10 Steps To Impress A Church Minister
Step 2 - Leave later than everyone else and lock up the building
Step 3 - Set the alarm.
Step 4 - Wander to the car park to drive home
Step 5 - Notice the Minister's "BannanaMobile" sitting in the car park
Step 6 - Call the church office phone - no answer
Step 7 - Call the Minister's mobile and have the following conversation:
*ring ring*
Minister: "Hallo mate"
Tristan: "Hiya, are you still in the church?"
M: "Yep"
T: "Crap. I suppose I'd better turn the alarm off then.
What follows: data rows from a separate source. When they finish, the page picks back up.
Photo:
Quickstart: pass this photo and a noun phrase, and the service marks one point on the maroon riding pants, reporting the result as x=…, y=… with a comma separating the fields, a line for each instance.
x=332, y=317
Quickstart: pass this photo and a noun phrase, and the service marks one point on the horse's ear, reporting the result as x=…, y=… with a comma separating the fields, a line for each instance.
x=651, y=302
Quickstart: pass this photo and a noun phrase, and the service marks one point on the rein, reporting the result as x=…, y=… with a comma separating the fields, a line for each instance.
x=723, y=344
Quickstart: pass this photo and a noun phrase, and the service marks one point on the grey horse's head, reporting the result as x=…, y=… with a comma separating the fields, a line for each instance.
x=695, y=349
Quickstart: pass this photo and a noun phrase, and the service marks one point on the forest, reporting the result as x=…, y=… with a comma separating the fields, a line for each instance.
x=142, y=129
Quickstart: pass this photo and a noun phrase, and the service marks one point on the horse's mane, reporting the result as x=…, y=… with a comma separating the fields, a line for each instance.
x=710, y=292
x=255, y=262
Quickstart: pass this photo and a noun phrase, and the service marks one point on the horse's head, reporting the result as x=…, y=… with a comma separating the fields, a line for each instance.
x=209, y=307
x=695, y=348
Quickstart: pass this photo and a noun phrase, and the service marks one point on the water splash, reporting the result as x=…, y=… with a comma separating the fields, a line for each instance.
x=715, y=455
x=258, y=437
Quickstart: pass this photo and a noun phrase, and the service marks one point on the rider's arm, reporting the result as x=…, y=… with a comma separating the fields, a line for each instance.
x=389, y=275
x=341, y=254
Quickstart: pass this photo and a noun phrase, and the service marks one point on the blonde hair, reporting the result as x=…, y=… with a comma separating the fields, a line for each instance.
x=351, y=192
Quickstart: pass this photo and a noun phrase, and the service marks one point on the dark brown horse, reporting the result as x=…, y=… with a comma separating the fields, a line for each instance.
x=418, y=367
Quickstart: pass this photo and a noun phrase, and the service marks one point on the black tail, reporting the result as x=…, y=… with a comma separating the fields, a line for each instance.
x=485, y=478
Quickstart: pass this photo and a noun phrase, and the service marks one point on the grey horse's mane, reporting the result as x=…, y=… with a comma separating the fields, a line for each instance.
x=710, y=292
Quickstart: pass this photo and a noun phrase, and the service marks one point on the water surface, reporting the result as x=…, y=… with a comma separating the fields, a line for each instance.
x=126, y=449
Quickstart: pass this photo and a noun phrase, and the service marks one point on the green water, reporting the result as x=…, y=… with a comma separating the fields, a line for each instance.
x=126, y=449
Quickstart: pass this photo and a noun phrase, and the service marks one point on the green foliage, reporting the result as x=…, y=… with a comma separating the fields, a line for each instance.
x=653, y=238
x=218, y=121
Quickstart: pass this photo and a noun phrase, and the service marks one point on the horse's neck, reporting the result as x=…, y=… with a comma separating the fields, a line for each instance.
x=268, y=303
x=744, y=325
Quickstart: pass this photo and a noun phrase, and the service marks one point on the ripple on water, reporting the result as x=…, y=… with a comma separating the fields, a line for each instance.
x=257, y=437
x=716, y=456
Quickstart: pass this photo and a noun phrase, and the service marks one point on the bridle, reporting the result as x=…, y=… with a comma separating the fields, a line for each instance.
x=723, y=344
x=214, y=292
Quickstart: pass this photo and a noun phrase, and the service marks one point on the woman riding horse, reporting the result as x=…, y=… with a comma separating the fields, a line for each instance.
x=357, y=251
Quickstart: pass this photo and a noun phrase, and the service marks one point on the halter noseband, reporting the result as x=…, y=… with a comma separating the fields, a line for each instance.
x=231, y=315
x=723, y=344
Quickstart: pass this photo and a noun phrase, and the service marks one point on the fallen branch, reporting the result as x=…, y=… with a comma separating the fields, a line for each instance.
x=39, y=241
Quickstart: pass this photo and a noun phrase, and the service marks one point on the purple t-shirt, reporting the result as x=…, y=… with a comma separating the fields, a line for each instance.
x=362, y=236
Stay there...don't move"
M: "Too late - I can see a red light flashing"
T: "Pants."
Step 8 - Run back around to the front of the building, pull out keys and dash inside. and mis-type the code.
Step 9 - Hit as many keys as you can in what you hope are the correct order with no response from the alarm panel until it says "INVALID CODE".
Step 10 - Just after the panel says "ENTRY TIME=0", type in the correct code and breathe a sigh of relief when it then reads "UNSET"
Follow these 10 simple steps to ensure a long and happy time at your local church.
5 Comments:
lol, now I know what the bananamobile is! yes I am slow..
By Gem, at 16/2/06 15:54
lol. now that would've been funny to see! ;)
By TommyDB, at 16/2/06 18:18
we are on the same wavelength Nami!
By Gem, at 16/2/06 23:09
brilliant - he's bound to bring it up in his preachin 'swell - somehow I don't reckon this one is gonna go away quietly T.
By Jen, at 19/2/06 09:43
i showed this to the train spotter last night - he was chuckling for ages!